Mayor doubles planned senior housing to 30,000 homes

Mayor Bill de Blasio yesterday announced “Seniors First,” a slate of new affordable housing programs that will increase the amount of senior housing across the city.

In total, the city will double its commitment to senior housing over the extended 12-year Housing New York plan, serving 30,000 senior households by 2026.

The number of seniors in New York is projected to grow 40 percent by 2040. To meet the housing needs of older New Yorkers on fixed incomes, the city will invest $150 million to make more homes accessible to seniors and people with disabilities; build new 100 percent affordable developments on underused NYCHA, and public and private sites; and preserve aging senior housing built as part of HUD’s 202 program.

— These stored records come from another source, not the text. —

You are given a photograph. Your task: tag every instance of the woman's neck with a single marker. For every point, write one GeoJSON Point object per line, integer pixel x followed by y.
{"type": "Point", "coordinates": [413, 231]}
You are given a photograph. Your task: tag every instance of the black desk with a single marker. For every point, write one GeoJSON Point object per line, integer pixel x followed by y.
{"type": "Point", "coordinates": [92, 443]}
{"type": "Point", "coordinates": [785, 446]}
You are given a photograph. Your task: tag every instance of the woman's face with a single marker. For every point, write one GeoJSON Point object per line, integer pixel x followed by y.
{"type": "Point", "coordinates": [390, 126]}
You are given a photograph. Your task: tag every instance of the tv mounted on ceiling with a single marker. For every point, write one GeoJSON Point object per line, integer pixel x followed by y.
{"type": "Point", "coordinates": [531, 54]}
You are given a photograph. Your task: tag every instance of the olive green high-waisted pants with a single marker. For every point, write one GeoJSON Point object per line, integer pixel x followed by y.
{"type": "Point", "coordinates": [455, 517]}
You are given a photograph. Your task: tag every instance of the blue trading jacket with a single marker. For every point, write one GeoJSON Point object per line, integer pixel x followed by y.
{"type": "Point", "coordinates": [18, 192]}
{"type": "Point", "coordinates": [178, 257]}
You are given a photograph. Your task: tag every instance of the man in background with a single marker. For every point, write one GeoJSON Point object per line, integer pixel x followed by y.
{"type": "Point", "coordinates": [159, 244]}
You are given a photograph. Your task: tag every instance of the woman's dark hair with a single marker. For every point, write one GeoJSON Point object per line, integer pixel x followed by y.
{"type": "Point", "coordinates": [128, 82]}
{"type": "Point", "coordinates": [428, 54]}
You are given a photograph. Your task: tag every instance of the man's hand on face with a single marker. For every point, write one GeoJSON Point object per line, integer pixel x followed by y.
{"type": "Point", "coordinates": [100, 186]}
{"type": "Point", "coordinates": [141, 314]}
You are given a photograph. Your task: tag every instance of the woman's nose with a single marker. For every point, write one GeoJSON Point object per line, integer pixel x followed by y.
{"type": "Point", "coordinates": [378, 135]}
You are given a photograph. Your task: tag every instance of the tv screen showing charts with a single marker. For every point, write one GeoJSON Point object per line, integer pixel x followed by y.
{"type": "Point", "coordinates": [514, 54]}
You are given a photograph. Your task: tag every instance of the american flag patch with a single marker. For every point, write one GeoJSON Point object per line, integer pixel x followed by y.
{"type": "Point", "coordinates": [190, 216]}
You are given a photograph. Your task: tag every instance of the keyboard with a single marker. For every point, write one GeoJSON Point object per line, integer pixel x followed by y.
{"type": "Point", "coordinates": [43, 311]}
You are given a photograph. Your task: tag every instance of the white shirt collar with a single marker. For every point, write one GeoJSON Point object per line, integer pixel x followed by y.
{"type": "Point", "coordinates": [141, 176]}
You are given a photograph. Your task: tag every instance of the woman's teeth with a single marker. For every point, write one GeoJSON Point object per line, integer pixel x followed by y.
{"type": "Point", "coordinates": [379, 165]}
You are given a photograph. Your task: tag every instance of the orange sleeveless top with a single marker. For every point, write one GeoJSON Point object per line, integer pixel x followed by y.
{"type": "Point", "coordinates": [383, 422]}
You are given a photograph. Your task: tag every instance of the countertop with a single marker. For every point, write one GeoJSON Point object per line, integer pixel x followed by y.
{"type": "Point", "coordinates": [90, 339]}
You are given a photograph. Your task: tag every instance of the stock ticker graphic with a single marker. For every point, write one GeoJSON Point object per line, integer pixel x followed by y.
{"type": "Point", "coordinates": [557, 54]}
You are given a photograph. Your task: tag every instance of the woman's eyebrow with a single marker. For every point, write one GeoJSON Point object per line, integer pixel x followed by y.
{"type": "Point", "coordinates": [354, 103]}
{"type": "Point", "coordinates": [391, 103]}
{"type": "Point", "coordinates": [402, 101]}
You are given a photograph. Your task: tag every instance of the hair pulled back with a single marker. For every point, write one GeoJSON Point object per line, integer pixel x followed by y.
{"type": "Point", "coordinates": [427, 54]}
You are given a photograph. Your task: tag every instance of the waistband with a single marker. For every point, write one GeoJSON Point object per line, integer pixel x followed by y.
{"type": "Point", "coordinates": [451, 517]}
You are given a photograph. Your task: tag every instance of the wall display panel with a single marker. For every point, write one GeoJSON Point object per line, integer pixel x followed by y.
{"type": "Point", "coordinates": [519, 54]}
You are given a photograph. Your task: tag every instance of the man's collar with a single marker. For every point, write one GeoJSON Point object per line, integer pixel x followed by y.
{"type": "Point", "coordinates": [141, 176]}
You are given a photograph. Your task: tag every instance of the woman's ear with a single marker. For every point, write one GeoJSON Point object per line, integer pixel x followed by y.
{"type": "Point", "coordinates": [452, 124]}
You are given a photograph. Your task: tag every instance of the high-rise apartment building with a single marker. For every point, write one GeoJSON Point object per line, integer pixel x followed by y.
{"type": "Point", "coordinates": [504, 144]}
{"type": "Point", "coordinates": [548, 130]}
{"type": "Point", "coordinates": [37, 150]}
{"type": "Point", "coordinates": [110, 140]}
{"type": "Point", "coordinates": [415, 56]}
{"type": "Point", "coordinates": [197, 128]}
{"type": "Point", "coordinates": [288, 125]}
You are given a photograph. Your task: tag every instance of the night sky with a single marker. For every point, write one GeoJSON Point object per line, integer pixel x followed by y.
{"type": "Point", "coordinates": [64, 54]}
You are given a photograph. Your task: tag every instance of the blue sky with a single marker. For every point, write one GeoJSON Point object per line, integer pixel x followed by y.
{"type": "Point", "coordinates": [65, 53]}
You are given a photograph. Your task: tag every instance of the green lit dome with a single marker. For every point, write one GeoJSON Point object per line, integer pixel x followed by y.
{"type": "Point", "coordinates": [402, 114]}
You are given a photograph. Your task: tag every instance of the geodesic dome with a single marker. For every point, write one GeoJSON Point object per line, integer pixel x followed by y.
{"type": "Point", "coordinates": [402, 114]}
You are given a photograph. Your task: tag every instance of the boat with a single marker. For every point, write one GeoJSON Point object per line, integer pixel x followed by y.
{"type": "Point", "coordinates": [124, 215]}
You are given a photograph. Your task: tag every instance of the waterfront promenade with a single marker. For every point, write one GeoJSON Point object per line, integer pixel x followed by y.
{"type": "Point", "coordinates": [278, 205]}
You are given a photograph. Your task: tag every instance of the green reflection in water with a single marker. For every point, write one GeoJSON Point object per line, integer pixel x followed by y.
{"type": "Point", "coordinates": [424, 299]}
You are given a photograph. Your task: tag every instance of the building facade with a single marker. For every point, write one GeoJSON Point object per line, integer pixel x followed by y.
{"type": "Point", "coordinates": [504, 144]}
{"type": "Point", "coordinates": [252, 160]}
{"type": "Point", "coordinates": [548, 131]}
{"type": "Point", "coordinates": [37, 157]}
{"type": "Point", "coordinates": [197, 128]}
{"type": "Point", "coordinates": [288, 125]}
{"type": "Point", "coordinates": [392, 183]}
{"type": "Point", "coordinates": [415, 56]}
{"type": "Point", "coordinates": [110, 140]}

As an immediate step, the City will seek proposals for 100 pecent affordable senior buildings totaling 300 new homes on three underused NYCHA sites at Sotomayor, Bushwick II (Group E), and Baruch Houses.

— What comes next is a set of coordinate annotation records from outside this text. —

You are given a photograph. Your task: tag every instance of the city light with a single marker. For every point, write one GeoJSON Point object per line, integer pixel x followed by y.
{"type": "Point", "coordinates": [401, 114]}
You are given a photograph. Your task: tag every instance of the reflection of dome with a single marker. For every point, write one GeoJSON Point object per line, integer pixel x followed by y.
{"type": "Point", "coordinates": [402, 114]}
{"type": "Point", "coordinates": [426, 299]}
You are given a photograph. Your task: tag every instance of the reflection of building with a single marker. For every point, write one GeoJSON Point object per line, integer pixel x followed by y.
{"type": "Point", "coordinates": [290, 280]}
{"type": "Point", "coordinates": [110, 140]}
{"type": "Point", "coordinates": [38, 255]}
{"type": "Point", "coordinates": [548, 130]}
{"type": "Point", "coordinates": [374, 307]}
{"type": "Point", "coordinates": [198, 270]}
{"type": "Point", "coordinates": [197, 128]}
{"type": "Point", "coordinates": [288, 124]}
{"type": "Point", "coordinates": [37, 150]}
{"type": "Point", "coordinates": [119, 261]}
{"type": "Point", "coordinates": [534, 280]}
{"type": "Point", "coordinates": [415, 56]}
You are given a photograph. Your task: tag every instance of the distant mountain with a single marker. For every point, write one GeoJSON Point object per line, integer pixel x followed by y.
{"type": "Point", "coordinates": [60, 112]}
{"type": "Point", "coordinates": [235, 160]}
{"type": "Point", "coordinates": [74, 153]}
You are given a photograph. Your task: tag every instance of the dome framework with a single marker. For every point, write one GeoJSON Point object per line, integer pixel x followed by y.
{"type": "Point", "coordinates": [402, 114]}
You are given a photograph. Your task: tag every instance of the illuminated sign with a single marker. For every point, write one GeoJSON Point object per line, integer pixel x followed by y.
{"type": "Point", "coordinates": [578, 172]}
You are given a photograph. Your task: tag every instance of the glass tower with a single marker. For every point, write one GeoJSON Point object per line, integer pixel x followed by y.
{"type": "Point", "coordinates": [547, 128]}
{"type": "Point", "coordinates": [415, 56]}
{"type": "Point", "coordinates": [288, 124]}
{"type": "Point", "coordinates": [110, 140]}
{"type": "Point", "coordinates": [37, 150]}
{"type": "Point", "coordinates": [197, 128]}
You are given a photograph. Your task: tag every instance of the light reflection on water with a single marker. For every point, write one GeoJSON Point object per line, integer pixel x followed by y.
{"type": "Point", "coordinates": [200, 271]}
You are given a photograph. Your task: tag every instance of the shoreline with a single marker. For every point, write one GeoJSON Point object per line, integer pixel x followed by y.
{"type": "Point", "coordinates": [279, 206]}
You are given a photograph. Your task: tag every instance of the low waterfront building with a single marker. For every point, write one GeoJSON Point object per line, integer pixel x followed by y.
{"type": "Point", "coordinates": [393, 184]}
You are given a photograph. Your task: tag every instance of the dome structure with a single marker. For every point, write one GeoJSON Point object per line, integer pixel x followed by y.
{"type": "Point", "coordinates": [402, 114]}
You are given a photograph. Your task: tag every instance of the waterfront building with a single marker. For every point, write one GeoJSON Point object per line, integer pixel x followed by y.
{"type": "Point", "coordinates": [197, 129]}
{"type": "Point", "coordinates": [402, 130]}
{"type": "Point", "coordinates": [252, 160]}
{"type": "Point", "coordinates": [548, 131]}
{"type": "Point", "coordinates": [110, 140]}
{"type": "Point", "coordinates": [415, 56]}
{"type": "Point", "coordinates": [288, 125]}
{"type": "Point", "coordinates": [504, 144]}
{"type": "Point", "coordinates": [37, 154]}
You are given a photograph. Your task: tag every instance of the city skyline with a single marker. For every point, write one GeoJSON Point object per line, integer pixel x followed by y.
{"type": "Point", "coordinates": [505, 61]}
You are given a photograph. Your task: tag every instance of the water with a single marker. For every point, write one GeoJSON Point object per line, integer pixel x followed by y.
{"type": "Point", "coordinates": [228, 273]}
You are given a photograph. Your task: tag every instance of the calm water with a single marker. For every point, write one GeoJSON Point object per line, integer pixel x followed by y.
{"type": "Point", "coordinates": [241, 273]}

“The federal government has gotten out of the business of building senior housing, so New York City is jumping into it in a big way. We won’t let seniors be pushed out of the neighborhoods they helped build,” said Mayor de Blasio.

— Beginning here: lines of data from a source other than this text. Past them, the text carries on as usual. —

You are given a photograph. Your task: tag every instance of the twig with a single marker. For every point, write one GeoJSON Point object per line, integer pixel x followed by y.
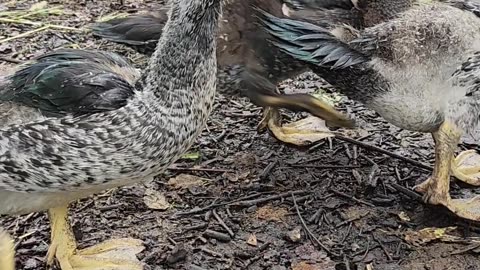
{"type": "Point", "coordinates": [215, 205]}
{"type": "Point", "coordinates": [10, 60]}
{"type": "Point", "coordinates": [40, 24]}
{"type": "Point", "coordinates": [211, 252]}
{"type": "Point", "coordinates": [383, 151]}
{"type": "Point", "coordinates": [217, 235]}
{"type": "Point", "coordinates": [222, 223]}
{"type": "Point", "coordinates": [467, 249]}
{"type": "Point", "coordinates": [326, 166]}
{"type": "Point", "coordinates": [351, 198]}
{"type": "Point", "coordinates": [271, 198]}
{"type": "Point", "coordinates": [268, 169]}
{"type": "Point", "coordinates": [305, 227]}
{"type": "Point", "coordinates": [346, 262]}
{"type": "Point", "coordinates": [199, 169]}
{"type": "Point", "coordinates": [351, 219]}
{"type": "Point", "coordinates": [25, 34]}
{"type": "Point", "coordinates": [389, 257]}
{"type": "Point", "coordinates": [406, 191]}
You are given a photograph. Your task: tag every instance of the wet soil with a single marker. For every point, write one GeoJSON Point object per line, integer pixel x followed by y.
{"type": "Point", "coordinates": [345, 203]}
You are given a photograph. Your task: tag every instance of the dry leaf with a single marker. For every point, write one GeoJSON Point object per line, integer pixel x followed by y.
{"type": "Point", "coordinates": [155, 200]}
{"type": "Point", "coordinates": [124, 249]}
{"type": "Point", "coordinates": [426, 235]}
{"type": "Point", "coordinates": [295, 235]}
{"type": "Point", "coordinates": [252, 240]}
{"type": "Point", "coordinates": [39, 6]}
{"type": "Point", "coordinates": [314, 127]}
{"type": "Point", "coordinates": [469, 161]}
{"type": "Point", "coordinates": [270, 213]}
{"type": "Point", "coordinates": [185, 181]}
{"type": "Point", "coordinates": [311, 266]}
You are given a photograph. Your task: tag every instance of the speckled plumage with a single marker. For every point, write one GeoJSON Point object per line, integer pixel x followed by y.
{"type": "Point", "coordinates": [241, 42]}
{"type": "Point", "coordinates": [417, 70]}
{"type": "Point", "coordinates": [47, 160]}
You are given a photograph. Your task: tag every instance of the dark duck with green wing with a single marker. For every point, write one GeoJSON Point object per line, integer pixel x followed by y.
{"type": "Point", "coordinates": [76, 122]}
{"type": "Point", "coordinates": [242, 42]}
{"type": "Point", "coordinates": [420, 71]}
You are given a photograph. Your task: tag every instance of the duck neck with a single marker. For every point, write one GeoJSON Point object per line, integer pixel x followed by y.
{"type": "Point", "coordinates": [181, 75]}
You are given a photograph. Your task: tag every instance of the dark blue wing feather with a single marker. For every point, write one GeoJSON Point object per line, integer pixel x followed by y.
{"type": "Point", "coordinates": [310, 43]}
{"type": "Point", "coordinates": [72, 82]}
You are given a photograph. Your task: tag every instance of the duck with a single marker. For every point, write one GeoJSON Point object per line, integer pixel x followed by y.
{"type": "Point", "coordinates": [77, 122]}
{"type": "Point", "coordinates": [7, 260]}
{"type": "Point", "coordinates": [420, 71]}
{"type": "Point", "coordinates": [242, 43]}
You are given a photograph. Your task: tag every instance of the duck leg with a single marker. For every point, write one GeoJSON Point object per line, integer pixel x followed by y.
{"type": "Point", "coordinates": [297, 133]}
{"type": "Point", "coordinates": [306, 130]}
{"type": "Point", "coordinates": [64, 248]}
{"type": "Point", "coordinates": [469, 174]}
{"type": "Point", "coordinates": [7, 260]}
{"type": "Point", "coordinates": [437, 187]}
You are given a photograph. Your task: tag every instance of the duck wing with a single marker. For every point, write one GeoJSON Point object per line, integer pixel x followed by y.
{"type": "Point", "coordinates": [72, 82]}
{"type": "Point", "coordinates": [140, 31]}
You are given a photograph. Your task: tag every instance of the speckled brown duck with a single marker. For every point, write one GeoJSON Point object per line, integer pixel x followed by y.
{"type": "Point", "coordinates": [420, 71]}
{"type": "Point", "coordinates": [242, 42]}
{"type": "Point", "coordinates": [75, 123]}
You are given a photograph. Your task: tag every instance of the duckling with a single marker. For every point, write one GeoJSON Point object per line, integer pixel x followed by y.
{"type": "Point", "coordinates": [76, 122]}
{"type": "Point", "coordinates": [419, 71]}
{"type": "Point", "coordinates": [7, 260]}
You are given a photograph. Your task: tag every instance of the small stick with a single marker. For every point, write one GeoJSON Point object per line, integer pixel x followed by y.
{"type": "Point", "coordinates": [305, 227]}
{"type": "Point", "coordinates": [211, 252]}
{"type": "Point", "coordinates": [25, 34]}
{"type": "Point", "coordinates": [39, 24]}
{"type": "Point", "coordinates": [199, 169]}
{"type": "Point", "coordinates": [271, 198]}
{"type": "Point", "coordinates": [352, 198]}
{"type": "Point", "coordinates": [217, 235]}
{"type": "Point", "coordinates": [383, 151]}
{"type": "Point", "coordinates": [389, 257]}
{"type": "Point", "coordinates": [406, 191]}
{"type": "Point", "coordinates": [10, 60]}
{"type": "Point", "coordinates": [222, 223]}
{"type": "Point", "coordinates": [326, 166]}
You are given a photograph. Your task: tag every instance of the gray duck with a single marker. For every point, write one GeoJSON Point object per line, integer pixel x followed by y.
{"type": "Point", "coordinates": [77, 122]}
{"type": "Point", "coordinates": [242, 42]}
{"type": "Point", "coordinates": [7, 261]}
{"type": "Point", "coordinates": [419, 71]}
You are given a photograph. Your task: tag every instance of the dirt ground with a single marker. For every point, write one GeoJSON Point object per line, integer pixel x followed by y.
{"type": "Point", "coordinates": [243, 200]}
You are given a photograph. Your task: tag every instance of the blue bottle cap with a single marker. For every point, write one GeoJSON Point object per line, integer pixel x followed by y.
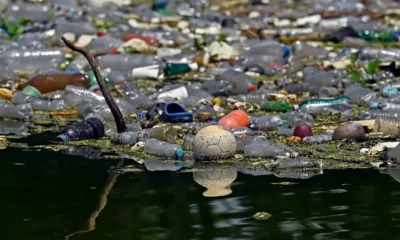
{"type": "Point", "coordinates": [390, 91]}
{"type": "Point", "coordinates": [32, 91]}
{"type": "Point", "coordinates": [62, 137]}
{"type": "Point", "coordinates": [374, 106]}
{"type": "Point", "coordinates": [179, 153]}
{"type": "Point", "coordinates": [286, 51]}
{"type": "Point", "coordinates": [179, 164]}
{"type": "Point", "coordinates": [253, 127]}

Along with the Neighborhood Pillars program and the Mitchell-Lama Reinvestment Program, “Seniors First” is the third new initiative announced as part of the Mayor’s plan to accelerate the creation and preservation of affordable housing across the city by financing 200,000 affordable homes by 2022, and expand that goal to 300,000 affordable homes by 2026 – enough to house the entire population of Boston. In a press release, the city said “Seniors First” is needed to address the shortage of affordable housing for low-income seniors, who are the most rent-burdened and more likely to live on fixed-incomes than other New York City populations.

Through a multi-pronged strategy, the City will serve senior households by making 15,000 homes “age-friendlyˮ through improvements such as installing lever door handles and shower bars and widening doors to make bathrooms and kitchens wheelchair-friendly.

HPD will develop 4,000 new affordable senior homes through its Senior Affordable Rental Apartments Program. And the city will protect 6,000 senior apartments Protected: For decades, the federal government built hundreds of senior housing developments across the city through the HUD 202 program. These buildings are privately owned and operated, and many face physical deterioration that threatens their affordability. The City will target those properties most in need of protection, making repairs and providing long-term financing in exchange for continued affordability.

Daniel Moritz, principal of The Arker Companies, said, “We commend the Mayor and his phenomenal team of housing professionals for doubling down on their commitment to affordable senior housing.”